O atacante Gabigol, do Santos, recebeu cartão amarelo ainda no primeiro tempo da partida contra o Atlético, neste sábado (11), na Vila Belmiro, pela 11ª rodada da Série A do Campeonato Brasileiro.
O camisa 9 do Peixe reclamou de forma ostensiva após ter um gol anulado pela arbitragem, em revisão no VAR. No lance, por volta dos minutos, Igor Vinicius finalizou, a bola desviou em Gabigol e morreu no fundo das redes.
No entanto, no entendimento do VAR, a bola bateu no braço do atacante antes de entrar no gol.
Após a anulação, o árbitro Rafael Rodrigo Klein aplicou cartão amarelo ao jogador por reclamação. Neymar também discordou da decisão, mas não foi advertido.
Já o técnico Cuca, ex-Galo, se exaltou e acabou sendo expulso.
A regra 12 da International Football Association Board (IFAB), que regulamenta o jogo de futebol, é direta em relação a lances em que a bola toca no braço de um atleta e resulta em gol. Veja o trecho abaixo.
“Manusear a bola
Para efeitos de determinar infrações no toque de mão, o limite superior do braço está alinhado com a parte inferior da axila. Nem todo toque da mão/braço do jogador na bola constitui infração.
Constitui infração se um jogador:
Toca deliberadamente na bola com a mão/braço, por exemplo, movendo a mão/braço em direção à bola.
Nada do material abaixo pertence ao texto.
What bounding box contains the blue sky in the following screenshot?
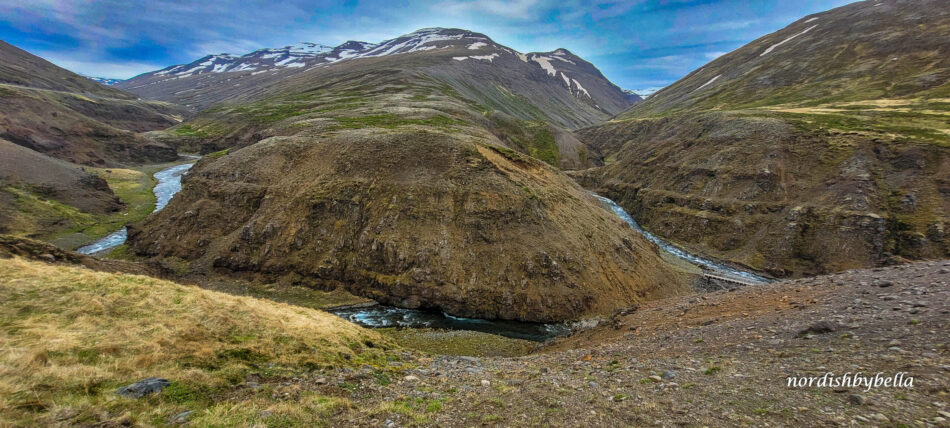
[0,0,851,89]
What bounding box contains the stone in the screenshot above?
[171,410,194,424]
[115,377,171,398]
[798,321,840,336]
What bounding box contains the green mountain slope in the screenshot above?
[129,29,687,321]
[578,0,950,275]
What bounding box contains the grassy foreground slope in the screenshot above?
[0,258,393,426]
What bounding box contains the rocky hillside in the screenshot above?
[115,28,639,127]
[129,39,686,321]
[578,0,950,276]
[0,139,122,234]
[0,41,186,166]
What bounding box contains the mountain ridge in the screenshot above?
[116,27,638,118]
[577,0,950,276]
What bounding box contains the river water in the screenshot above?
[78,163,768,341]
[594,194,769,282]
[76,163,194,254]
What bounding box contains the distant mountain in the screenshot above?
[624,87,663,99]
[116,28,632,127]
[577,0,950,276]
[0,41,186,166]
[122,29,688,321]
[86,76,122,86]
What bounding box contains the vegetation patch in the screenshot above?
[0,258,394,426]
Um jogador toca a bola com a mão/braço quando isso aumenta o tamanho do seu corpo de forma não natural. Considera-se que um jogador aumentou o tamanho do seu corpo de forma não natural quando a posição da sua mão/braço não é consequência do movimento corporal do jogador para aquela situação específica, nem se justifica por ele. Ao manter a mão/braço nessa posição, o jogador corre o risco de ser atingido pela bola e sofrer uma penalidade.
gols no gol adversário:
diretamente da mão/braço, mesmo que acidentalmente, inclusive pelo goleiro;
imediatamente após a bola tocar sua mão/braço, mesmo que acidentalmente.”